Solo una parte del suo elettorato, la più battagliera ed anche orientata in senso classista, è scesa nelle piazze al grido di “Ni Macron, ni Le Pen”, indicando che non si deve scegliere tra due soluzioni borghesi, entrambe mortifere per i lavoratori, ma si deve presentare alla borghesia il conto in un’ottica di classe. Questo è un punto interessante e che va nella giusta direzione.

Che la teoria del “meno peggio” sia una vera sifilide in seno ai movimenti di “sinistra” è dimostrato anche dal documento prodotto da Lutte Ouvrière dopo il primo turno elettorale.

Gran parte di esso è una dura filippica contro il Front National, ovviamente qualificato come “fascista”, ma manca al riguardo un minimo di analisi: perché i lavoratori votano il Front National? Che cosa può fare Lutte Ouvrière, che si definisce comunista, rivoluzionaria, trotskista, per attirare a sé i lavoratori? Su questi punti fondamentali solo silenzio... Poca parte del documento è invece dedicata a Macron , su cui ovviamente Lutte Ouvrière è molto critica.

Illuminante è poi la dichiarazione della candidata di Lutte Ouvrière, Nathalie Arthaud, al primo turno elettorale: lei non avrebbe votato Macron al secondo turno, ma, NON ESSENDO PADRONA(!!!) DEI VOTI ottenuti (tra l'altro, lo 0.6%!!!), ogni elettore di Lutte Ouvrière avrebbe avuto ... libertà di coscienza.... coscienza sulla quale però avrebbe giganteggiato lo spettro della Le Pen e quindi...

Siamo ad una forma mascherata e , se vogliamo, ancor meno dignitosa, di applicazione della”teoria del male minore”...

Noi siamo astensionisti per le ragioni che sono delineate nei nostri testi teorici.

Comunque, noi diciamo che una forza rivoluzionaria comunista, che si sia presentata alle elezioni,

deve pretendere che i voti raccolti siano fatti confluire attorno ad un proprio programma e ad una propria organizzazione e quindi, ai suoi elettori, deve dire: “Se ci avete votato, se condividete la nostra linea, dovete STARE SULLA NOSTRA LINEA,CIOE' NE' CON UN CANDIDATO BORGHESE NE' CON L'ALTRO, MA SU UNA LINEA DI INDIPENDENZA DI CLASSE”.

Purtroppo questo sfugge anche a questi ultrarivoluzionari.

Lo stesso schema sta per ripetersi anche in Italia.
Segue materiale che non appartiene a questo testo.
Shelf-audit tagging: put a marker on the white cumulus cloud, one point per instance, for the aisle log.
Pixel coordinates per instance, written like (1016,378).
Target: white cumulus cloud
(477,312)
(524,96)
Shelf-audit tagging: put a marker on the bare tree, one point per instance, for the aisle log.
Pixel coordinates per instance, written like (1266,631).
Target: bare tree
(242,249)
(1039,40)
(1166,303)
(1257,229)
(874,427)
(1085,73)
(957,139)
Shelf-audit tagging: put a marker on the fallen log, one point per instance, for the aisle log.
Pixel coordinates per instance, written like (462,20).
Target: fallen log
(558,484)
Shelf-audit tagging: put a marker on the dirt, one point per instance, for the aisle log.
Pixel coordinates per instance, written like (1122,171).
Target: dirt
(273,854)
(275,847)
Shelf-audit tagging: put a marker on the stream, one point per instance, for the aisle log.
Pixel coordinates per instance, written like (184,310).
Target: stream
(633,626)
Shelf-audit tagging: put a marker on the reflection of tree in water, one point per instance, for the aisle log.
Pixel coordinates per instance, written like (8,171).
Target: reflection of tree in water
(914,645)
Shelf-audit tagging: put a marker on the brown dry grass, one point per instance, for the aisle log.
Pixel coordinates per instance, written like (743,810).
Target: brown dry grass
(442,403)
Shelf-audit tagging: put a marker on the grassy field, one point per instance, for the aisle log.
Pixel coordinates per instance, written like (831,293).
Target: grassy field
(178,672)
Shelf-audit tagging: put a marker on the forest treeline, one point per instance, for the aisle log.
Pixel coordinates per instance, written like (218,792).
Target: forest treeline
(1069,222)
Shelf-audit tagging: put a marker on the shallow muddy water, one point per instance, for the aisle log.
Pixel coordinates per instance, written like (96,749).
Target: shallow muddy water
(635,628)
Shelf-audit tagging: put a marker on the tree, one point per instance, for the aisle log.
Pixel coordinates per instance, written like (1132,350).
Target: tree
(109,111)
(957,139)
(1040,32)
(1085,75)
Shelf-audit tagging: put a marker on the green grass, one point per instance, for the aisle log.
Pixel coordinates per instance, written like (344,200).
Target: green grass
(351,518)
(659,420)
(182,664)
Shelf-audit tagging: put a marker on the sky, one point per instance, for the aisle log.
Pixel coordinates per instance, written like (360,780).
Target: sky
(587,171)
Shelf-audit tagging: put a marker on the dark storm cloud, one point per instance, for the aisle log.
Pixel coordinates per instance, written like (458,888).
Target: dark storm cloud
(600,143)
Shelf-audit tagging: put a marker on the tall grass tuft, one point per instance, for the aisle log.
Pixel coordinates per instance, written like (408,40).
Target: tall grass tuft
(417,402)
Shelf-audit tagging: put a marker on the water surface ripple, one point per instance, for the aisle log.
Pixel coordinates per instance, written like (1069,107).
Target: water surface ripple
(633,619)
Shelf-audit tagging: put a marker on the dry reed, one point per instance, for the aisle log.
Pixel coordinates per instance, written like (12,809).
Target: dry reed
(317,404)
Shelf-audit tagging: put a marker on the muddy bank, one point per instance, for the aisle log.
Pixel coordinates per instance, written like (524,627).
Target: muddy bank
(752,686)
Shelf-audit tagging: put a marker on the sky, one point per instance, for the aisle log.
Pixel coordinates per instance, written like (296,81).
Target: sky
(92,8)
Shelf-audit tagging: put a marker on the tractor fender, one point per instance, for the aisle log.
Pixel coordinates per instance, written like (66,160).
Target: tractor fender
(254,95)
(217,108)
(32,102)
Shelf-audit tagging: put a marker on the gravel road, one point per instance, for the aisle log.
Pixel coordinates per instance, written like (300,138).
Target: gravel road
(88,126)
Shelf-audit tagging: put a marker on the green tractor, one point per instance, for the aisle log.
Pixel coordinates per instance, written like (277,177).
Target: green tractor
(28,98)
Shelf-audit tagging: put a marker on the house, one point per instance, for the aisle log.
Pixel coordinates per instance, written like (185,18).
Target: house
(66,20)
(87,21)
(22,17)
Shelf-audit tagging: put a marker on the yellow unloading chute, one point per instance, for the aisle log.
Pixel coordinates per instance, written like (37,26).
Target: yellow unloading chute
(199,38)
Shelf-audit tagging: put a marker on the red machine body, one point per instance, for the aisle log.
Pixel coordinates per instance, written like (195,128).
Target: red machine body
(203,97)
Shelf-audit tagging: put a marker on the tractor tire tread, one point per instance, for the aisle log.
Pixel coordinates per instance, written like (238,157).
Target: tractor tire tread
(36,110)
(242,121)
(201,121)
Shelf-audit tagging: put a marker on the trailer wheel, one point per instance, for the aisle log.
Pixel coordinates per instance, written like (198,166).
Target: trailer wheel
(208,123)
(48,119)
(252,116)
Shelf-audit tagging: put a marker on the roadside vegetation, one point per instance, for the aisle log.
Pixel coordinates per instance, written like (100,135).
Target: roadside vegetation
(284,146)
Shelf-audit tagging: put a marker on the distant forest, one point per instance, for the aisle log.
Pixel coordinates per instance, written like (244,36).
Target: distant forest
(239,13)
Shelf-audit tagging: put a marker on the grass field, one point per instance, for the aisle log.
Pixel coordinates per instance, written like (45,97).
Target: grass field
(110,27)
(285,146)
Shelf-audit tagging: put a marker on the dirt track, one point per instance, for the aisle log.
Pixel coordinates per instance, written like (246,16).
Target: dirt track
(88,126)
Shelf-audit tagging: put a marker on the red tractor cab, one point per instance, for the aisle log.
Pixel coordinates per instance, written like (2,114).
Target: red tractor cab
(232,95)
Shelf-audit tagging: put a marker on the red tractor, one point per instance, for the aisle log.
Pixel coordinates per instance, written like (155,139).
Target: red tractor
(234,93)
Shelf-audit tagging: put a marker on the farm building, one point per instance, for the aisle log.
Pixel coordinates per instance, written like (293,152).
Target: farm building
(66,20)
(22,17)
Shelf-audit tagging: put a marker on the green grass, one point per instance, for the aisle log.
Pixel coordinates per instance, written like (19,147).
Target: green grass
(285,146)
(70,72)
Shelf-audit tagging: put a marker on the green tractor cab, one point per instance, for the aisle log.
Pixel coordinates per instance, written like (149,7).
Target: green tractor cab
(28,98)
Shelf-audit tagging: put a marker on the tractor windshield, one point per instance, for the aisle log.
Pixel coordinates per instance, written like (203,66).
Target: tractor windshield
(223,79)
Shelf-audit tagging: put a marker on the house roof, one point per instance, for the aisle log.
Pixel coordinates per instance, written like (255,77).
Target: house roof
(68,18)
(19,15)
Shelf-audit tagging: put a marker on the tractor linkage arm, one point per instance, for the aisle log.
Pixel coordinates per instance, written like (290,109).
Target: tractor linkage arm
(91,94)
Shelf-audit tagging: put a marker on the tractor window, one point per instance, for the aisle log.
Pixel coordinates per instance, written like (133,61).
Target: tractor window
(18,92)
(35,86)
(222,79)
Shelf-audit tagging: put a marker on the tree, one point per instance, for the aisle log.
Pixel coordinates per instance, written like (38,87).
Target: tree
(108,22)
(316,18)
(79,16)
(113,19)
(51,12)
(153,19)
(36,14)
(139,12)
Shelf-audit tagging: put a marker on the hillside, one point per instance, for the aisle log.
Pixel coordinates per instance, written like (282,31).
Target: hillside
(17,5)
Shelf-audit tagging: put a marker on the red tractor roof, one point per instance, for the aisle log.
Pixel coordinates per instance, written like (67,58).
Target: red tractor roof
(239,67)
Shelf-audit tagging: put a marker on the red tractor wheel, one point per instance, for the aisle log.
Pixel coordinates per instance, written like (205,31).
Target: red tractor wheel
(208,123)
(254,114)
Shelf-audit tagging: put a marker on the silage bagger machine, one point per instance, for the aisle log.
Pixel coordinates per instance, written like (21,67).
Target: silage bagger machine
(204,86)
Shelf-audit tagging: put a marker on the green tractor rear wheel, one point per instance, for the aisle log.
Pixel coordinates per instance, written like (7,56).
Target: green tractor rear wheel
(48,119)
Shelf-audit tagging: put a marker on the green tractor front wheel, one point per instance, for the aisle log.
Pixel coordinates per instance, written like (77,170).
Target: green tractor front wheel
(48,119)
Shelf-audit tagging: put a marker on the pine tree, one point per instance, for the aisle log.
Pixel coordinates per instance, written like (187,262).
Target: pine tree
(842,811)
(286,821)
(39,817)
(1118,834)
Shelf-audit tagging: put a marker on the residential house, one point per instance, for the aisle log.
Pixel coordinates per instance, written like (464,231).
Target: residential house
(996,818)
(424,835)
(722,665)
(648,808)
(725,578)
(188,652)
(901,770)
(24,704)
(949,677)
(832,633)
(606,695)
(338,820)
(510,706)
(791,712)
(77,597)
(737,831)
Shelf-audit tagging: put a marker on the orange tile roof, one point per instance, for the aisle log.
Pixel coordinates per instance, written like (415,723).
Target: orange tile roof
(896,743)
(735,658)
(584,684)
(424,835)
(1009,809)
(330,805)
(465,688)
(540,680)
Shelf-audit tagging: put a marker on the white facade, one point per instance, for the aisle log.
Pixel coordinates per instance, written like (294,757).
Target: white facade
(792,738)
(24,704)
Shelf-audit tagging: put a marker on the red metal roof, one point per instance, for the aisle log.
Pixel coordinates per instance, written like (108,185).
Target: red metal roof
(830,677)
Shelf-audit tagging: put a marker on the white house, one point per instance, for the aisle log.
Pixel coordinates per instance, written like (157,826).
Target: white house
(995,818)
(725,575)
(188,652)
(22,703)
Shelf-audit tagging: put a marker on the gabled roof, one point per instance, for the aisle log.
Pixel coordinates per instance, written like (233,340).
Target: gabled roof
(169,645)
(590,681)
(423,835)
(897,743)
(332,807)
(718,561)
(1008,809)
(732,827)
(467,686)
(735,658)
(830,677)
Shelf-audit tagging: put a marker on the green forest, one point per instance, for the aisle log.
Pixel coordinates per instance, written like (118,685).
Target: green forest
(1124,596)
Su “Il Manifesto” ad esempio, pagine e pagine invocano la necessità della creazione di una “sinistra” “vera” (cioè alternativa a Renzi ed al renzismo) e “forte”, cioè in grado di superare la soglia di sbarramento del 5%: allora sarebbero possibili accordi con le altre forze borghesi in campo, a “sinistra”, con il PD o , addirittura, con il Movimento 5 Stelle.